Mental accounting leads us to hoard money in a savings account that earns 0.3% interest while keeping a high balance on a 15%-interest credit card. We like the psychological comfort we get from having money in the bank, even though transferring cash from savings to pay off a credit-card balance can essentially "earn" us a quick 14.7%.
Under the rules of traditional economics, mental accounting shouldn't exist because money is fungible -- one dollar is exchangeable with another dollar. But we all know that's not how it works. For instance, it's painful to use dollars from your vacation fund to replace a broken furnace.
And we regularly suck the fungibility right out of money. Instead of giving perfectly liquid cash as a present, we buy someone a gift card. That limits the money's utility, but it also scores in the recipient's mental "gift" account.
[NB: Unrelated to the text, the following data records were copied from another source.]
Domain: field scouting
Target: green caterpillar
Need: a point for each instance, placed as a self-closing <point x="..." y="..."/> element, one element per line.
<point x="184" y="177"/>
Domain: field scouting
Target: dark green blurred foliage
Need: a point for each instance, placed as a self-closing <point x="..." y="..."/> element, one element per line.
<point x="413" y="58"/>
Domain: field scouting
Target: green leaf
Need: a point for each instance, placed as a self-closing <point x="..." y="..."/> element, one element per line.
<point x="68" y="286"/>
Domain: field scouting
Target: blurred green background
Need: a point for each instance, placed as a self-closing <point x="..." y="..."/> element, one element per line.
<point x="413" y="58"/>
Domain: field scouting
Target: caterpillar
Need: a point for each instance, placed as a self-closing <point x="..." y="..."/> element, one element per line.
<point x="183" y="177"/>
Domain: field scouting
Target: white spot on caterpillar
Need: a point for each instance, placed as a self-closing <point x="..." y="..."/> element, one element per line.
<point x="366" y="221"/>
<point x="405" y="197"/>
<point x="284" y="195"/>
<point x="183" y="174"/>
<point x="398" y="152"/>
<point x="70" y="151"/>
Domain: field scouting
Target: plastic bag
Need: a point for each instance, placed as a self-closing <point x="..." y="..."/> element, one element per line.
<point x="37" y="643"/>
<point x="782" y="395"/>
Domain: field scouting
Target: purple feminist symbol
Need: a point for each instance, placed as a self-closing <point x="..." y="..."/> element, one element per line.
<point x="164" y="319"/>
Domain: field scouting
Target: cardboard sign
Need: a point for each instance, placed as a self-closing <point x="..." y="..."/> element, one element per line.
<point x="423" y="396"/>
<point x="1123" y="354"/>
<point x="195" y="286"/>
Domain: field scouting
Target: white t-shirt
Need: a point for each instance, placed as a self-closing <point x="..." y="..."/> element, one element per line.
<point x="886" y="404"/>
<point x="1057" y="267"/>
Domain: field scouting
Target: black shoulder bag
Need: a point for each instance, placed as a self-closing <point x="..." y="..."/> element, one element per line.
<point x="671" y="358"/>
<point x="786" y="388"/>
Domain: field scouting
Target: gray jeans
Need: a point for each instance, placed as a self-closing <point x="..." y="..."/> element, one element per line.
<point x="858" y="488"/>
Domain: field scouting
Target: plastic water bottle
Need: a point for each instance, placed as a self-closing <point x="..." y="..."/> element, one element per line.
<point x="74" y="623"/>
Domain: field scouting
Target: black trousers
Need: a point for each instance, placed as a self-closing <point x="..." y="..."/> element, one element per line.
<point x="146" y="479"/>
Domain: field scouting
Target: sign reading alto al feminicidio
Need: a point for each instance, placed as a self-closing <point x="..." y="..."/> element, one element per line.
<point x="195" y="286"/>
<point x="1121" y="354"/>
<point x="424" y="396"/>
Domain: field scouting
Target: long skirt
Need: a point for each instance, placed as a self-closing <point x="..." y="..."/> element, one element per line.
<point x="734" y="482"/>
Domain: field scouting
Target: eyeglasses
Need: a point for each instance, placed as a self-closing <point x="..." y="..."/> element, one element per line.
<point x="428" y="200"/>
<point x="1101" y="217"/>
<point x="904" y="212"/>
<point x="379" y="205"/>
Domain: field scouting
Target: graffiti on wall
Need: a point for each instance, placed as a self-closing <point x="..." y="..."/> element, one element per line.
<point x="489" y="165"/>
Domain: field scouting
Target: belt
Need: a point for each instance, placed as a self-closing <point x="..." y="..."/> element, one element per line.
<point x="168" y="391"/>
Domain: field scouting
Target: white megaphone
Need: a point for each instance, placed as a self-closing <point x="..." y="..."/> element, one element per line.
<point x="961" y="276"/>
On a grand scale, the U.S. government learned a hard lesson about mental accounting in 2008. Remember when the feds gave us $96 billion in stimulus money so we'd spend it to boost the economy? Instead, we saved most of it, probably because checks from the U.S. Treasury don't go into our mental spending-spree account. (Uncle Sam should have mailed us $96 billion in gift cards.)
How to Benefit
Financial planners recognize that mental accounting is a powerful force, and they use it to their clients' benefit. For example, they know that many clients enjoy the thrill of trading securities. "It's something that's deeply rooted in a lot of us, and I don't try to change it," says Ara Oghoorian, a planner in Studio City, Cal. Instead, Oghoorian and other wise planners sequester trading in a small account -- 5% of total assets at most. If you have the itch to trade, scratch it with a mad-money account. It will save you from taking unnecessary risks with the lion's share of your investments. Planners also encourage investors not to view their portfolios as a collection of different accounts. If you do, you may be tempted to sell a specific asset that tanks, or buy more of one that has excelled -- in other words, sell low and buy high. Regard your portfolio as one account for a specific goal.
One particular quirk of mental accounting may be holding investors back from earning higher returns in this low-rate environment. Planner Bill Parsons of Scottsboro, Ala., sees clients who are wedded to the idea of an income account that collects interest payments from bonds and CDs. Often this account acts as a substitute for the paycheck retirees once received; but with interest rates so low, investors don't earn much.
The key, Parsons says, is to move clients from a mental account labeled "income" to the idea that "total return is the only thing that matters." He encourages them to hold more stocks and take gains for income.